Finn could feel Bianca’s personality clearly in the room. “Bright and colorful, like Ann,” he said. Louise had gone back to the living room, but Samuel was standing in the doorway, and Finn wondered if he knew he had a bit of a smile on his face, watching Finn work. Samuel should not have been there any more than Finn should, but somehow his presence made Finn feel better.

“Bianca was eclectic,” Finn said. “Many interests, many loves. Music— especially flute. Classical, folk, new age. She’s been to shows for different bands. She dragged Ann along sometimes, especially after they could drive themselves. She reads. Different genres. Are there pictures of the boyfriend in here?”

Samuel studied a cork board with photos pinned to it. “I don’t see any with the same guy. I do see Ann.”

Some of the pictures were the same as the ones in Ann’s album. At the beach, with Ann in an athletic one-piece while Bianca’s suit was more fashionable. At concerts, with Ann looking indulgent and Bianca clutching tickets in her hand. In the snow, in front of a school, in line for a roller coaster.

“What’s under the mattress?” Finn asked.

It was a bag of weed. “I figured,” Samuel said. “But I don’t think she was into anything harder. At least not regularly. Maybe if they passed stuff around at concerts.”

“Well, maybe only at first,” Finn said. “But then if Bianca developed a habit, she might need money. Maybe Ann was helping her with that, and cut off the funds when they had their fight. So Bianca went after the jewelry.”

“Well, what’s she going to do with a $75,000 set of jewelry?” Samuel argued. “Pawn it? The police are looking for it. And a twenty-one-year-old college kid is not going to have access to a fence.” 

“Her dealer might.”

“You didn’t say anything about Bianca being violent when you read the room,” Samuel pointed out. “Anything else to report or have we hit a wall here?”
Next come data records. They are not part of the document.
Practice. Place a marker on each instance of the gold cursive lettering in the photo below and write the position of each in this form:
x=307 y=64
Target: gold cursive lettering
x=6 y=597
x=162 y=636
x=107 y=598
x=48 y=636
Finn sat down on the bed. He looked around for a moment in silence, but nothing else came to him, except that steadily growing dull ache that Finn couldn’t quite locate. It wasn’t a headache or sore feet or a twisted back. It was inside of him and all around him at once, a heavy, ominous weight. “It’s just that it feels wrong here too,” Finn said. “Like it did at Ann’s. Do you feel it? I really think these disappearances are related.”

Samuel was standing by the door again, and he crossed his arms. “That’s enough of that.”

“I’ll take that as a yes,” Finn said testily.

“No. That’s not helping,” Samuel said. “Finn, this is still a con. No matter what your guilt might try to make it into. You can cold read a room, we can find some photos, great. But I don’t know what the hell we’re supposed to do. I think we have to be done here. Before we start believing our own bullshit.”

“You’re the one who just suggested we should investigate,” Finn snapped.

“And we have. And we have nothing.”

Finn waved his hand. “So leave then! I’ll do this on my own.” 

“Finn, there isn’t anything you can do!”

“Then why are you even here?”

Samuel groaned. “Because Louise— she’s so scared.”

Finn glared at him. “When I said I did shows to give hope to scared people, you scoffed at me. And that’s real hope that I give, because they can’t disprove that their grandfather is at peace.”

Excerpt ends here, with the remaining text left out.